Jim Canfield Value Creation chart

There are many risks in each of these areas that can slow progress and reduce profitability, which is why risk reduction is such an important part of building a healthy business. Common risks include overreliance on the owner for decision-making and relationship management, tying a large percentage of revenue to a small number of customers, and weak financial controls.

Some of our data points to the positive impact of advanced preparation that uses the Value Creation Formula. Across the 77 transactions we completed between 2012 and 2024, 87% of companies that had first pursued intentional, strategic preparation centred on the four Formula elements secured a higher purchase price than predicted estimates from a third-party valuation tool.

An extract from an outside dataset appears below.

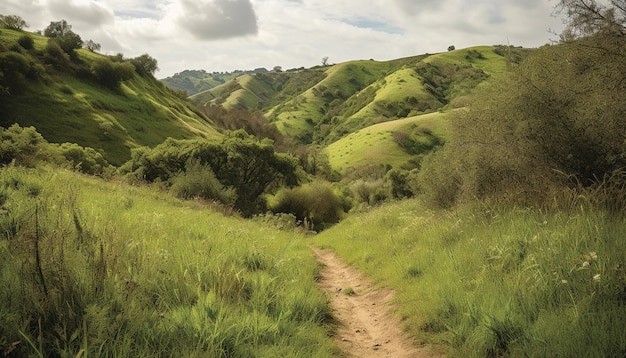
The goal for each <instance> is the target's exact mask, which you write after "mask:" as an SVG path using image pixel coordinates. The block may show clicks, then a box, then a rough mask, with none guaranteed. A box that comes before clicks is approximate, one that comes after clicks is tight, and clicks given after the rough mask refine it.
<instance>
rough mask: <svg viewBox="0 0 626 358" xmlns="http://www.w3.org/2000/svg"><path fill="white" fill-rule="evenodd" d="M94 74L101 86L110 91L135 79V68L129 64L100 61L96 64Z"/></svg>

What does it mean for you?

The Value Creation Formula’s power lies in its wide applicability — we’ve seen positive results with everything from SaaS firms to pet food suppliers to manufacturers. It’s just a matter of applying fixes to the circumstances of a particular business.

Below are a few ways that firms in various industries might take this approach to increasing growth.

Enhance team and operations with a dynamite CTO

In manufacturing and CPG, every efficiency gain can mean more units produced at less cost. Technology often provides solutions to efficiency problems that can’t be solved any other way.

A capable chief technology officer can support broader business goals by fostering innovative R&D and implementing policies for quick and cost-effective acquisition of tech. The downstream effects of filling this C-suite chair might include upscaled operations and increased profitability.

Improve financials, operations, and growth story by tracking metrics

To know whether you’re operating at peak efficiency, you need to measure the right indicators against a set of established benchmarks.

For example, SaaS leaders should ensure their companies track annual and monthly recurring revenue, churn rates, and the ratio between customer lifetime value and acquisition cost. These metrics can help chart operational effectiveness and financial health over time, which are key threads of a business’s growth story.

Data gathering and analysis are areas where technology can vastly improve both inputs and outputs — and investors love to see clean, credible data.

Strengthen financial controls

All companies can benefit from improved financial controls that reduce waste and decrease the chance of fraud. Important measures include monthly bank reconciliations, regular reviews of customer and vendor lists, and randomised audits of inventory and equipment at asset-heavy businesses.

Robust financial controls ensure that you get (and keep) what you pay for, and they reassure potential investors that you run a tight ship and quickly plug any leaks.

Warming up the growth engine

I encourage you to look at your own business through the Value Creation Formula lens. Are there gaps in the leadership team you could fill to ease some burden at the top? Are there any steps in the production or development processes that feel like they take too long? Have you thought about telling your company’s story in terms designed to appeal to an investor?

You’ve built a revenue-generating business from the ground up. Now consider how you might turbocharge its growth and value!